Crypto

Judge in SBF Case Recuses Herself Over Husband’s Firm’s Past Work for FTX

The judge assigned to oversee the blockbuster criminal trial of Sam Bankman-Fried recused herself from the case late Friday, citing a potential conflict of interest stemming from the fact that her husband’s law firm previously advised FTX, Bankman-Fried’s now-defunct crypto exchange.

Federal judge Ronnie Abrams of the US District Court for the Southern District of New York formally withdrew from adjudicating the case on Friday afternoon, just one day after Bankman-Fried was released from custody to stay with his parents in their Palo Alto home as he awaits trial on eight criminal charges including wire fraud, conspiracy to commit money laundering, and violations of federal campaign finance laws. 

Abrams’ husband, Greg D. Andres, is a partner at law firm Davis Polk & Wardwell, which advised FTX in 2021, according to Abrams’ order. Though Andres himself did not personally advise FTX, Abrams chose to recuse herself from the case “to avoid any possible conflict, or the appearance of one.”

The order also stated that Davis Polk & Wardwell previously represented parties “that may be adverse to FTX and Defendant Bankman-Fried,” though Andres allegedly did not represent those clients either. 

A new judge from the Southern District of New York will now have to be selected to oversee Bankman-Fried’s trial. A timeline has not yet been established as to when that selection will be made. 

Judges in such circumstances are typically randomly assigned to cases, and only excluded from consideration if there exists a potential conflict of interest. 

It’s unclear why Abrams waited until now to recuse herself, given that her husband’s firm’s connection to FTX was likely not new information.

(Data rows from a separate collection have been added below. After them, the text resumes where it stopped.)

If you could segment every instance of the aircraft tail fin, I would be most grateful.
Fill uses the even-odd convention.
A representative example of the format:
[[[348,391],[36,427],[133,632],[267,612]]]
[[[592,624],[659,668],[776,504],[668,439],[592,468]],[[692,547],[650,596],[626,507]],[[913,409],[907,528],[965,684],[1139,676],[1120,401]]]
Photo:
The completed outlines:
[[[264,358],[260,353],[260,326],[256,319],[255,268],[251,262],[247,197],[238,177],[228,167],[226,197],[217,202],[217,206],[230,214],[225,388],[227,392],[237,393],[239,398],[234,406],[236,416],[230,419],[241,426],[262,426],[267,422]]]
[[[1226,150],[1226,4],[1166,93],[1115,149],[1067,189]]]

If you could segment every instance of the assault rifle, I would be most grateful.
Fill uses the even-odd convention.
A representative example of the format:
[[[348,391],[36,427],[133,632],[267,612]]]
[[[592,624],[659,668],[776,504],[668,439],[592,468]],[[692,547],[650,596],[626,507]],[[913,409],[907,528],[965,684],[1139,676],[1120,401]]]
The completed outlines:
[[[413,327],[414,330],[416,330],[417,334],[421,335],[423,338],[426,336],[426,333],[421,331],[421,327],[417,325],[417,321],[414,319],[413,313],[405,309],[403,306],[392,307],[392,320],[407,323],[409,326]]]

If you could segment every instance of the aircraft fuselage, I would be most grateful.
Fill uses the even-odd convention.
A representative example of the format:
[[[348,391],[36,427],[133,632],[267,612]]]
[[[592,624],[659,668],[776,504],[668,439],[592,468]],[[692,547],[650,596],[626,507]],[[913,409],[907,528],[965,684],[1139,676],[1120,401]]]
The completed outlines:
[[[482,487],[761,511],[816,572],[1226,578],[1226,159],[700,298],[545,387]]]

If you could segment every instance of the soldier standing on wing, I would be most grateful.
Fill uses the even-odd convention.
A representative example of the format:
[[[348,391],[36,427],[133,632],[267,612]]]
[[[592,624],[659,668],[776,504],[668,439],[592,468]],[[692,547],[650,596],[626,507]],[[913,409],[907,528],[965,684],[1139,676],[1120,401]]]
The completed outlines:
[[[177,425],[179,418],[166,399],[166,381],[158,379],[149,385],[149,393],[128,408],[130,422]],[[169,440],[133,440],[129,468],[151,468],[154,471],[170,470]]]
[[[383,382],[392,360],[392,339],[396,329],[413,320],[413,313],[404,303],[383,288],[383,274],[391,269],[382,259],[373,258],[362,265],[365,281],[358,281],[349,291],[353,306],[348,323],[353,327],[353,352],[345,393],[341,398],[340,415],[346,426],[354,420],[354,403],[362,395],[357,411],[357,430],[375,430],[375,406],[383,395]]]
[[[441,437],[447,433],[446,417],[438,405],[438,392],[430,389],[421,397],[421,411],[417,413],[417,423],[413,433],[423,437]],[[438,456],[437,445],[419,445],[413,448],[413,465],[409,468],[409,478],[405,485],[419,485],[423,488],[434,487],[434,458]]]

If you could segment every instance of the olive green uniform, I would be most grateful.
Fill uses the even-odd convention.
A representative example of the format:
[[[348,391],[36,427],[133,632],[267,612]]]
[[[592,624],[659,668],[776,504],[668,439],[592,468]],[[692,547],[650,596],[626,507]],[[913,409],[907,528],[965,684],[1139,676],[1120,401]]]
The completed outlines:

Often, judges mulling whether to recuse themselves from cases discuss such matters with their district’s chief judge, an ethics committee, and research precedent before making a determination. 

In court on Thursday, another judge, Gabriel Gorenstein, approved a deal for Bankman-Fried to be released from prison on a record-setting $250 million appearance bond. Bankman-Fried did not actually have to pay a dime to secure his release: that money is only owed to the court (by the fallen crypto mogul, his parents, and another yet-be-named signatory) if Bankman-Fried fails to show up for any future court date. 

In the meantime, the once-billionaire, who spent less than a week in jail in The Bahamas after his arrest there last week before being extradited to the U.S. on Wednesday, has arrived home just in time for Christmas. He boarded a flight Thursday evening to California and was spotted using his laptop in the American Airlines business class lounge. 

Judge Abrams’ recusal on Friday, while perhaps not extraordinary in itself, underscores the intricate interconnectedness of the upper echelons of America’s political, academic, and business elite, a theme well-trodden in the case of Bankman-Fried. 

Bankman-Fried’s parents are both Stanford Law professors; Caroline Ellison, the ex-head of FTX’s sister trading firm Alameda Research, is the daughter of two MIT professors, one of whom was the supervisor there of then-MIT professor Gary Gensler, now the chairman of the SEC. 

On Thursday, the SEC—which charged Bankman-Fried with defrauding investors earlier this month—revealed that Ellison and FTX co-founder Gary Wang are fully cooperating with the agency’s investigation into FTX, and pleaded guilty to a suite of charges.